As Matilda continued to upbraid her brother good-naturedly while tugging at his blankets to neaten them, and Charles ignored her advice and gave hearty attention to his wine glass, Victoria instinctively withdrew. The past few fortifying minutes had drained her complexion and dilated her pupils to glossy gunmetal. She thankfully noticed that none of those standing close seemed to have overheard her father’s impropriety. Or, if they had, they were paying scant attention to Charles Lorrimer’s latest odd ramblings. Indeed, there was an atmosphere of pleasant gregariousness about the mourners now that Sally and Beryl had set to and mulled wine was being freely distributed and imbibed. Victoria finally allowed her dusky eyes to glide up to David Hardinge’s face, for she was aware he had moved away from her father’s chair as she did.

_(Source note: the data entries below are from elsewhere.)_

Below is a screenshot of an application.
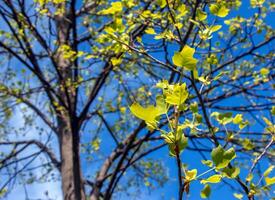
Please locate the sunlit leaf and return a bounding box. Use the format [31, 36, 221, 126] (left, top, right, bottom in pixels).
[209, 3, 230, 17]
[200, 184, 211, 199]
[201, 174, 222, 184]
[172, 45, 198, 70]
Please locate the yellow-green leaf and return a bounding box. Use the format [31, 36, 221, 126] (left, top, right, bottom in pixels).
[172, 45, 198, 70]
[185, 169, 197, 181]
[130, 103, 163, 128]
[164, 83, 188, 106]
[233, 114, 243, 124]
[265, 176, 275, 186]
[211, 145, 236, 169]
[201, 184, 211, 199]
[209, 3, 229, 17]
[98, 1, 123, 15]
[233, 193, 243, 199]
[145, 28, 156, 35]
[196, 9, 207, 21]
[201, 174, 222, 184]
[264, 165, 275, 177]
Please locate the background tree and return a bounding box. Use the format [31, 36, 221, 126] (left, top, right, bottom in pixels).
[0, 0, 275, 200]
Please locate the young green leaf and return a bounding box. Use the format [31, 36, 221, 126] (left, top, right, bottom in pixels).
[164, 83, 188, 106]
[200, 184, 211, 199]
[196, 9, 207, 21]
[172, 45, 198, 70]
[211, 145, 236, 169]
[98, 1, 123, 15]
[233, 193, 243, 199]
[209, 3, 230, 17]
[201, 174, 222, 184]
[130, 103, 164, 128]
[185, 169, 197, 181]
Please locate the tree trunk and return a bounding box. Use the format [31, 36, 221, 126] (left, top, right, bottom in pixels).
[60, 118, 85, 200]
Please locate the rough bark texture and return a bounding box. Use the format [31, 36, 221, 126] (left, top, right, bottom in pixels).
[56, 5, 85, 200]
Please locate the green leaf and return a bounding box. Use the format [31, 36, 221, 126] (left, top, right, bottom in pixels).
[264, 165, 275, 177]
[178, 134, 188, 153]
[157, 0, 167, 8]
[130, 103, 163, 128]
[201, 160, 213, 167]
[265, 176, 275, 186]
[190, 102, 198, 113]
[185, 169, 198, 181]
[196, 9, 207, 21]
[233, 114, 243, 124]
[260, 68, 270, 76]
[211, 145, 236, 169]
[178, 4, 188, 18]
[250, 0, 265, 8]
[172, 45, 198, 70]
[233, 193, 243, 199]
[209, 25, 222, 33]
[145, 28, 156, 35]
[164, 83, 188, 106]
[201, 184, 211, 199]
[209, 3, 230, 17]
[98, 1, 123, 15]
[222, 167, 240, 178]
[271, 106, 275, 115]
[211, 112, 233, 125]
[245, 174, 253, 182]
[201, 174, 222, 184]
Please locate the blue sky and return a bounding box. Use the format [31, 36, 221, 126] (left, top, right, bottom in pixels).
[1, 1, 275, 200]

‘I’m so sorry…’ she breathed.

‘I have to be going…’ he said.

Their quiet words collided and they fell silent together too. After an awkward pause, Victoria resumed her low apology. ‘I assure you he meant no real offence. He cannot help the way he is. I sincerely regret if he has caused you—’

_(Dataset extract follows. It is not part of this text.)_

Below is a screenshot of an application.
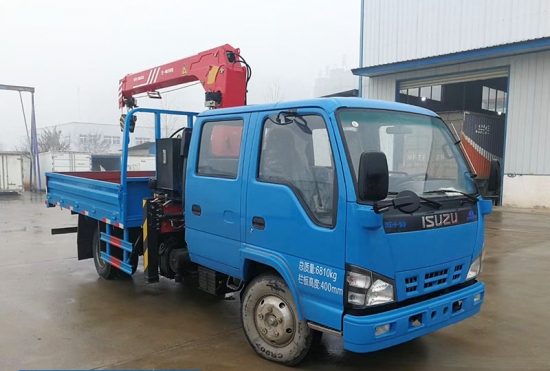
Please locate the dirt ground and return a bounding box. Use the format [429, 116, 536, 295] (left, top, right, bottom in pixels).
[0, 195, 550, 371]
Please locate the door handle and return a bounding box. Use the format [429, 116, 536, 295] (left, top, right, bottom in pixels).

‘He has caused me nothing. Nothing at all,’ David interrupted lightly, his eyes on a spot on the ceiling. ‘But you have every right to feel slighted. Is he often so?’

Victoria glanced hastily away from eyes that had swooped to hers, feeling more humiliated by this man’s pity than by her father’s rudeness. She simply nodded quickly, casting about in her mind for a change of subject in case he enquired further.